Il n'est pas rare de croiser un troupeau de vaches au détour d'un tournant. Une harde de cerfs, c'est beaucoup moins courant... Le long de la voie rapide qui remonte de Tihange à Villers-le-Bouillet, peu après l'abbaye de la Paix-Dieu, 25 bêtes herbeillent tranquillement, en aucun cas perturbés par les voitures. «Mais ils ont peur des feux d'artifices, s'exclame Jean-Louis Delforge, l'éleveur. Avec mon épouse, nous avons passé la nuit du nouvel an dans la prairie, pour les rassurer.» L'homme s'approche doucement. Il crie, pour avertir la harde de sa présence. «Poupée, viens! Tout doux...»

Un cerf lève la tête, puis un autre. Ils sont tous sur leur garde, prêts à décamper à l'autre bout du terrain. «Il faut aller doucement, explique-t-il. Moi, je peux m'en approcher à quelques mètres. » Pourtant encore loin, il reconnaît ses animaux. «Là-bas, c'est Blanche-Neige, une biche dont l'intérieur des oreilles est blanc. Fiero, c'est mon meilleur reproducteur. Fluet, on l'appelle comme ça car il reste toujours à l'écart des bagarres : il sait bien qu'il va se faire rosser...»

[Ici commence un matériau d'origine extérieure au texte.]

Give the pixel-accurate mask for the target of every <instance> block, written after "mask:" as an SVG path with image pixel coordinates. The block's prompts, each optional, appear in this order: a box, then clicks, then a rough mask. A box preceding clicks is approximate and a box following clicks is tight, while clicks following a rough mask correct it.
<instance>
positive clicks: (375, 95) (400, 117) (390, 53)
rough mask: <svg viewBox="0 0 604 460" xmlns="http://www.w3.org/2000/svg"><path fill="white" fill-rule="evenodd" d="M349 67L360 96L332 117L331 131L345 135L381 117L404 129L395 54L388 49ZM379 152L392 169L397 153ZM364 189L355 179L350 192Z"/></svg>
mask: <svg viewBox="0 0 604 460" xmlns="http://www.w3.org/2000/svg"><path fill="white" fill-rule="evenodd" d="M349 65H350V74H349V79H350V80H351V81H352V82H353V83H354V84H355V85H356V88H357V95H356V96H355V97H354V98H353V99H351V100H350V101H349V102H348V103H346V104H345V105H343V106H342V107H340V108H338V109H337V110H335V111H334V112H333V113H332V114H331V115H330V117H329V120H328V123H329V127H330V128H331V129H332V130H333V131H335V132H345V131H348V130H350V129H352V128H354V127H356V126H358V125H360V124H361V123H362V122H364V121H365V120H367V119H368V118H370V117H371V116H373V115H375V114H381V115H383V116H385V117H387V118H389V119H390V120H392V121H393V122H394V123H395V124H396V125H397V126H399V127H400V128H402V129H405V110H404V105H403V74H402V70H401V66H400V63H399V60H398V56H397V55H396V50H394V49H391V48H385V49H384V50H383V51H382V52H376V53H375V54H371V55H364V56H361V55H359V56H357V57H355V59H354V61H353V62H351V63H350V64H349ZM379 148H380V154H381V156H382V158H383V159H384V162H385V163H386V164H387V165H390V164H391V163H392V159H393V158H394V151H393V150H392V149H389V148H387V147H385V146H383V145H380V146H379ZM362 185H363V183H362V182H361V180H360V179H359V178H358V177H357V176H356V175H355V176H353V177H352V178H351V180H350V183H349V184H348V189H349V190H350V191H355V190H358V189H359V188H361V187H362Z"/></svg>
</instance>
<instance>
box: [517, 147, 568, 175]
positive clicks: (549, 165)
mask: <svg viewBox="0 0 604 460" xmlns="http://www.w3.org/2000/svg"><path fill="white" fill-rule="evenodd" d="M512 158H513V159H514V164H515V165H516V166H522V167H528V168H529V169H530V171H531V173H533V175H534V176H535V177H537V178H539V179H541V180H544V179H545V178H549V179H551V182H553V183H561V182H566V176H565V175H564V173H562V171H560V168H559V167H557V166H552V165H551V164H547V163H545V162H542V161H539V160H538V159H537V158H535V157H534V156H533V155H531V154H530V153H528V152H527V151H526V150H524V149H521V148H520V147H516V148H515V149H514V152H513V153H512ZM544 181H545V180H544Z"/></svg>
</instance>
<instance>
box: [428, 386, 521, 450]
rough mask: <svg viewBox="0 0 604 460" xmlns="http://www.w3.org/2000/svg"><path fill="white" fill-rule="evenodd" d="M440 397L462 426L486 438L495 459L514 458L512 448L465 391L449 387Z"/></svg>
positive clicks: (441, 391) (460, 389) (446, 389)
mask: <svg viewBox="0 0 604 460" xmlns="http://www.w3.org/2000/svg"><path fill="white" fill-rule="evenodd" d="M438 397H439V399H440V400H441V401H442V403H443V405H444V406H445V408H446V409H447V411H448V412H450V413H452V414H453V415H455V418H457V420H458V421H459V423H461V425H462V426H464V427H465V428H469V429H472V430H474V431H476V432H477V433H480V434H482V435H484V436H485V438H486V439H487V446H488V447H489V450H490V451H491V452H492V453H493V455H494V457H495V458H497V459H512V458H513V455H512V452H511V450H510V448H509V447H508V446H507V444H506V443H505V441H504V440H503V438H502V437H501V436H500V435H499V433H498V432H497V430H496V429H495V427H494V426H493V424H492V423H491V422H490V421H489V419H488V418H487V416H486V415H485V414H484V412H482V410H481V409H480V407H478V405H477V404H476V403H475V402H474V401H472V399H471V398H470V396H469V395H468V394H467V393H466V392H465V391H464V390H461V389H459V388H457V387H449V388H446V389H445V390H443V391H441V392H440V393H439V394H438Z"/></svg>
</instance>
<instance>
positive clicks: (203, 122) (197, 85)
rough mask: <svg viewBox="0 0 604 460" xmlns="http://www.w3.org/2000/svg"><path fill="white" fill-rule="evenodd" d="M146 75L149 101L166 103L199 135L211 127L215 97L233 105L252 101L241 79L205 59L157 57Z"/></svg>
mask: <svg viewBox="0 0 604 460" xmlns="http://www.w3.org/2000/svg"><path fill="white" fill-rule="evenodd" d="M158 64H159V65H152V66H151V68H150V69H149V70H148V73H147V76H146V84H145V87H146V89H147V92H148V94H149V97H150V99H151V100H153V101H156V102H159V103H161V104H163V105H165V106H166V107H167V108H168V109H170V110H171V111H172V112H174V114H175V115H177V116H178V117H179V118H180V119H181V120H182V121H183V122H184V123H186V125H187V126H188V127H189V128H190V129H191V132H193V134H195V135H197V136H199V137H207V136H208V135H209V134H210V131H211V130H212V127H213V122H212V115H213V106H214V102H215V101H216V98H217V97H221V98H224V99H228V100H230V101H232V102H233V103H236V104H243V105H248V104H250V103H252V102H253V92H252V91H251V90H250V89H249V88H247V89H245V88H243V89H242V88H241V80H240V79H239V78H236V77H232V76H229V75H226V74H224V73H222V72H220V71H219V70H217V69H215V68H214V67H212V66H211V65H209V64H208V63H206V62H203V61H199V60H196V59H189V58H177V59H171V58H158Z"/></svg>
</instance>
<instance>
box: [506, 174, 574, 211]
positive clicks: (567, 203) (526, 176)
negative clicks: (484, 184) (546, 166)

Jean-Louis Delforge en connaît un rayon, sur les cervidés. Vétérinaire de formation originaire du Brabant wallon, il travaille aujourd'hui à l'Université de Liège. Mais il est aussi chasseur. «Je connais bien le gibier. J'ai toujours voulu avoir mon élevage de cerfs.» Et lorsqu'il a acheté cette ferme à Fize-Fontaine avec son épouse également vétérinaire, Françoise Renaut, les conditions étaient réunies. «Nous avions l'endroit, l'espace et la volonté.La destination première de cet élevage, c'est le plaisir de les observer, de vivre dans un environnement qui nous plaît. C'est le paradis, ici! Et la destination seconde, c'est le repeuplement : nous pouvons vendre des bêtes à des parcs ou à d'autres éleveurs. Légalement, il est interdit de remettre ce genre d'animaux dans la nature, en Belgique.» L'élevage du Fizois est semi-sauvage : il se limite à 5 ou 7 bêtes par hectares. Actuellement, la moitié du terrain de 11 hectares est clôturé. Reste donc encore de quoi agrandir la harde... «On aimerait aller jusqu'à 60 cerfs. On verra comment les choses évolueront...» Pour garantir un troupeau sain, 25 % des animaux doivent être remplacés chaque année. Et après deux saisons de reproduction, les mâles doivent quitter l'élevage, pour éviter les problèmes de consanguinité. Ils sont donc vendus à d'autres éleveurs, ou partent à l'abattoir. «C'est toute une gestion!»